Dead money number will undoubtedly go up
The Cowboys’ dead money list is just two deep at the moment, but it’s unlikely to stay that way. As the new league year approaches, the Cowboys are more than likely going to part ways with at least one player who is currently under contract and with bonus allocation remaining on their deal.
When that happens, Dallas will be gaining cap space but also adding to the total space being used by players not on the roster.
Is it worth it?
Cowboys fans, fans of every team really, tend to complain when their team’s utilize the bonus process and void years in order to create or save cap space in the current. “Kicking the can down the road” is the most common description of this, implying a negative connotation to how they view the technique.
However, it doesn’t necessarily have to be a bad thing. In fact, one could call it savvy.
There’s no question that having cap space go to a player that isn’t helping a team isn’t ideal, but that’s forgetting the primary component. That saved space is then spent on another player; a player they would not have been able to afford otherwise.
Of course, those signings have to be worth it. Using the cap savings on a bunch of special teamers eliminates the positives. Still though, most fans forget about the help the extra space normally affordeds.

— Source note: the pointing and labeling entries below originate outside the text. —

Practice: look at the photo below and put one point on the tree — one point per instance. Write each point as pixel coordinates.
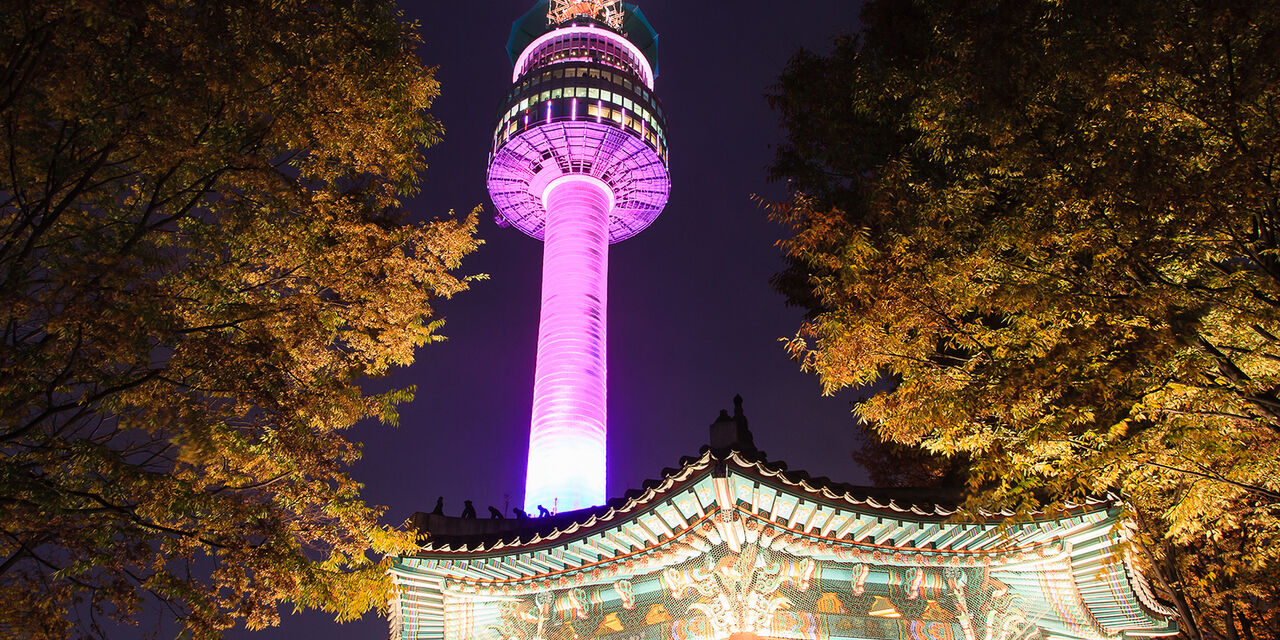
(202, 251)
(1055, 225)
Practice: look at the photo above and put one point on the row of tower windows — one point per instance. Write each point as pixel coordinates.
(584, 46)
(585, 72)
(590, 94)
(565, 109)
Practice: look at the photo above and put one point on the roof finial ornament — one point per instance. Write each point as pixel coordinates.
(731, 432)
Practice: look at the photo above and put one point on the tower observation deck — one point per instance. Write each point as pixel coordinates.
(579, 161)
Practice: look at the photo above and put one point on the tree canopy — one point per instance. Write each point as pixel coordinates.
(1052, 225)
(204, 248)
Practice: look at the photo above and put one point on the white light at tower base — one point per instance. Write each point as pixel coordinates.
(577, 184)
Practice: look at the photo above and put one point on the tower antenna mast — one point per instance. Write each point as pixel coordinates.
(579, 161)
(608, 12)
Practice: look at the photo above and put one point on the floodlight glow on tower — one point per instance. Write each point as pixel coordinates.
(579, 161)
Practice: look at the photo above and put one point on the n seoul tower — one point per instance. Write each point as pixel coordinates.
(579, 161)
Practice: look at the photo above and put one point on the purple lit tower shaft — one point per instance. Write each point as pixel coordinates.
(579, 161)
(567, 438)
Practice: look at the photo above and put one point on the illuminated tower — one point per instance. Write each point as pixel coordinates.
(579, 161)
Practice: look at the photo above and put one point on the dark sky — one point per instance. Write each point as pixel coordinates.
(691, 316)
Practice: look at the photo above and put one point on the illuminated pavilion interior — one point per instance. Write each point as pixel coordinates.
(732, 545)
(728, 544)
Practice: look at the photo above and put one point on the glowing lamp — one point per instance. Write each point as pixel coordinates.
(882, 608)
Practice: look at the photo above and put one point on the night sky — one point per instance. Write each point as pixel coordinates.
(691, 316)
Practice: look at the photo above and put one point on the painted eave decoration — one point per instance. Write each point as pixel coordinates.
(730, 544)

In addition, restructures have implicit savings if one looks at the salary cap over several years instead of individually because there’s no interest rate.
Say a player is set to cost $21 million against this year’s cap of $224.8 million in base salary. That’s 9.3% of the cap; but the team restructures them down to $1 million in base salary and a $20 million bonus spread over five cap years. That’s $1 million base plus $4 million allocation for a total of $5 million cap hit, or just 2.2% of this year’s cap.
The other $16 million, or 7.1% of the cap can be used on other players.
Not only that, but when that $4 million hit strikes next year’s cap, and the ceiling is $235 million, it’s now only 1.7% of next year’s cap. The following year’s $4 million is 1.63% of $245 million, the following year is 1.56% and the final year is 1.5% of $265 million.
There’s a reason teams make these moves.